Christian Tombeil: Wenn 16-Jährige hinterher anfangen, untereinander zu diskutieren, warum Nathan im Stück von einer Frau dargestellt wurde, oder wenn jemand kein Nachgespräch möchte, weil er emotional so gefangen ist und erst mal alleine nachdenken möchte, dann ist etwas gewonnen.
DIE DEUTSCHE BÜHNE: Jenseits der Inszenierung: Welche Rolle spielt denn das Ambiente des Abends? Der Anfahrtsweg, eine nette Pausengastronomie, die Räumlichkeiten?

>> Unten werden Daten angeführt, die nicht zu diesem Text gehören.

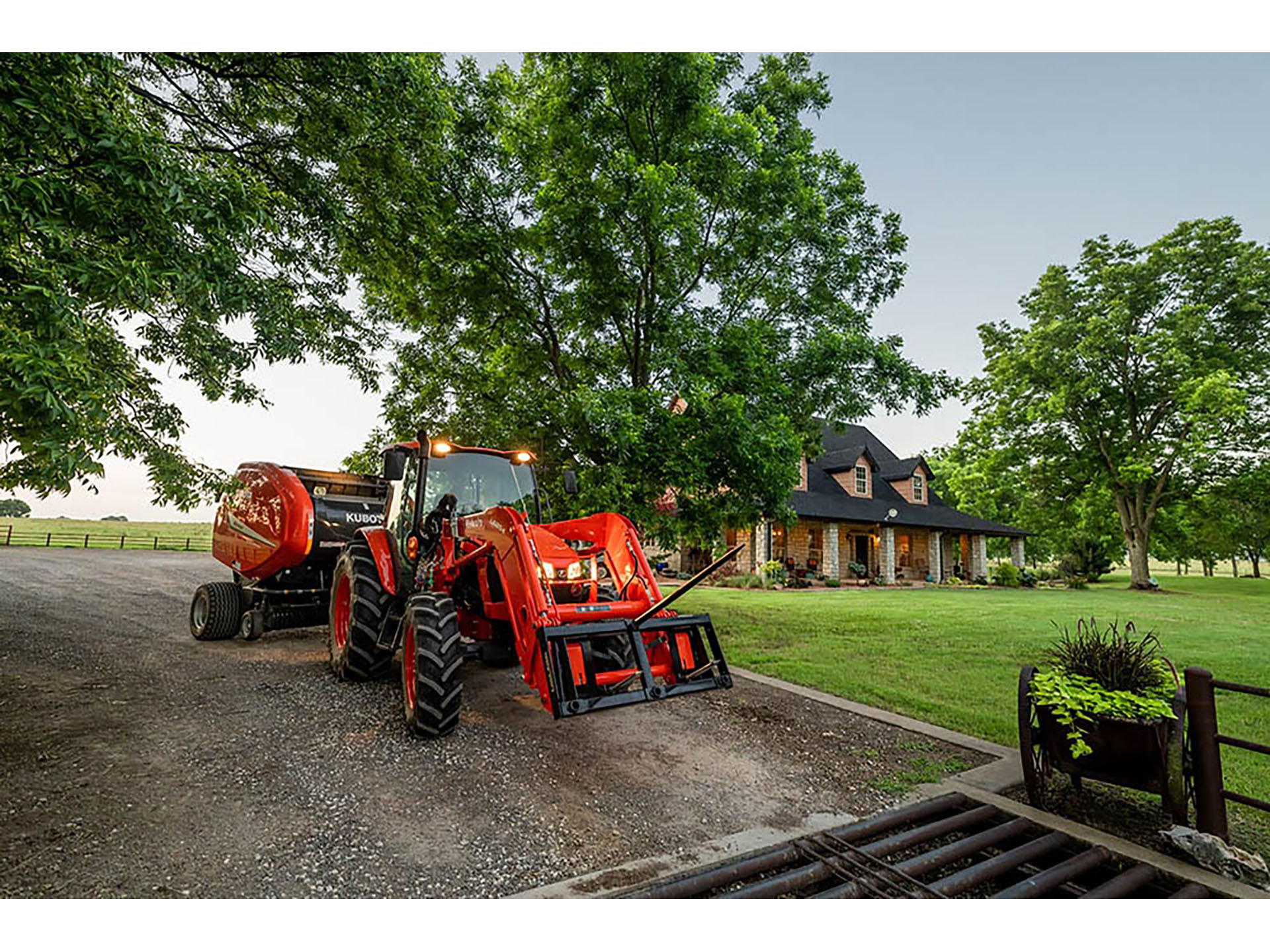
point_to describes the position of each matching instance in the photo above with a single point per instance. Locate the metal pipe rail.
(1206, 742)
(941, 848)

Anett Kaplan: Das Ambiente ist ganz entscheidend! Theater ist mehr Gesamterlebnis als Kino. Ich bin sehr architekturinteressiert, das Aalto Theater oder das Bochumer Schauspielhaus – in solche Häuser geht man gern. Gegenbeispiel ist das Düsseldorf Festival, das in einem Zelt stattfindet – mit tollen Produktionen. Aber dort will man eigentlich nicht länger als nötig sein. Und natürlich ist es toll, wenn ich in Essen das Parkhaus kostenfrei nutzen kann.

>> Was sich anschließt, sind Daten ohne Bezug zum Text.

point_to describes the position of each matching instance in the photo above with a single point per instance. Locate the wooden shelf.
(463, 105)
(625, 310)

Sandra Rasch: Es ist auch eine Frage der Willkommenskultur. Die Räume kann ich vielleicht nicht ändern, aber wie gehen die Leute auf mich zu? Wie werde ich begrüßt? Es gibt diese großen Theaterhäuser, aber wie kriegt man die Leute da überhaupt rein?
Manuela Jakobs: Für viele, besonders für Ältere, ist die Erreichbarkeit ein Thema. In Köln gibt es bei vielen privaten Theatern ein riesiges Parkplatzproblem; oft höre ich, dass Leute wieder umgedreht sind, weil sie einfach keinen Stellplatz gefunden haben. Andererseits bestehen Barrieren für beeinträchtigte Zuschauende mit Rollator oder Körperbehinderung. Wo kann man mit E-Rollstühlen rein und hat noch dazu eine Toilette? Schon zwei Stufen bedeuten dann das Aus. Viele Häuser haben einfach nicht die Mittel für solche Umbauten.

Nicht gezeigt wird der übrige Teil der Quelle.